Mixers play a vital role across various industries, serving as essential machinery for the initial stages of production. They are ubiquitous in sectors ranging from adhesive and sealant manufacturing to water treatment, automotive, pulp and paper production, agriculture, chemicals, pharmaceuticals, food and beverage, and cosmetics. These versatile tools are extensively employed to thoroughly blend and break down materials.

Typically utilized during processing and manufacturing, mixers leverage their robust motorized blades to amalgamate a diverse array of substances. They facilitate the creation of products like polyurethane, silicone, petroleum derivatives, toothpaste, hair care items, detergents, shampoos, vitamins, lotions, creams, ointments, milk, syrups, medications, dry and liquid chemicals, biodiesel, and cement.

History of Industrial Mixers

Since the mid to late 1800s, modern mixers have revolutionized kitchen dynamics. Originating in Baltimore, Maryland, the first patented mixer in 1856 was initially tailored for domestic use, swiftly proving its utility to users. This breakthrough sparked a flurry of innovations in mixer and mixer bowl designs by manufacturers.

By 1885, Rufus Eastman ushered in a new era with the invention of the first electric motor mixer. Harnessing electricity significantly enhanced mixer efficiency and power, marking a pivotal advancement in culinary technology.
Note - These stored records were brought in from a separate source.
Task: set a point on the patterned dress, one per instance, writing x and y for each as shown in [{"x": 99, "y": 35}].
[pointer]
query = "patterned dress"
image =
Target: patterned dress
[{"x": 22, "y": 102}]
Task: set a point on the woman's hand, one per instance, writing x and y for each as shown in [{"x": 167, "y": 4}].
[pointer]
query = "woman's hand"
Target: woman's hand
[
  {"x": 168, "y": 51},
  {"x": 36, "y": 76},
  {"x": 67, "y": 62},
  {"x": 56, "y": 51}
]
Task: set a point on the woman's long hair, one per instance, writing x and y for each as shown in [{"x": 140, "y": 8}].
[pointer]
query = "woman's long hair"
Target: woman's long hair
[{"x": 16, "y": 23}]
In a pivotal moment at the brink of the 20th century, engineers at the Hobart Manufacturing Company pioneered a breakthrough: the industrial-sized mixer. Among their pioneering creations was the standing mixer, conceptualized in 1908 by Herbert Johnson. Inspired by a baker’s manual stirring with a metal spoon, Johnson sought to automate this process, propelling the company’s ascent. By 1915, their 20-gallon standing mixer had become a staple in bakeries nationwide, marking a significant milestone in culinary technology.

Following this innovation, manufacturers adopted mixers for blending various bulk powders. Since then, the versatility of mixers has expanded dramatically across numerous industries. Nowadays, mixers play pivotal roles in an extensive array of applications, spanning household, heavy-duty industrial, and laboratory settings alike.

Types of Industrial Mixers

Paddle Mixer

A paddle mixer, characterized by its large paddles revolving around a horizontal axis, represents one variety of mixers.

Static Mixer

A different kind of mixer, known as a static mixer, employs flat, thin blades shaped like ribbons. These mixers are distinguished by their lack of moving parts. Instead of traditional blades, they feature strategically placed obstructions that vigorously combine materials. Static mixers are prized for their sanitary design and ease of maintenance, facilitated by the straightforward configuration of their blades.

High Shear Mixer

High shear mixers, unlike their static counterparts, spin into action at high velocities, purpose-built for tasks like emulsifying, breaking down particles, dispersing, and homogenizing a wide array of solids and liquids. They excel particularly in sectors such as food preparation, paper and pulp, and pharmaceuticals.

Drum Mixer

Drum mixers are specialized devices designed to blend materials with low to medium viscosity, such as adhesives or cement. Constructed from gallon drums that rotate, these mixers effectively combine materials of diverse particle sizes. Typically, they handle a range of substances from slurries to other low to medium viscosity materials.

Food Mixer

Certain blendings are employed to impart a distinct effect or visual appeal to the end result when combined with specific substances. Take food mixers, for instance. They’re widely utilized to whip, knead, blend, fold, mix, or beat edible components. Due to rigorous food and health standards, it’s crucial that these mixers maintain strict sanitary conditions.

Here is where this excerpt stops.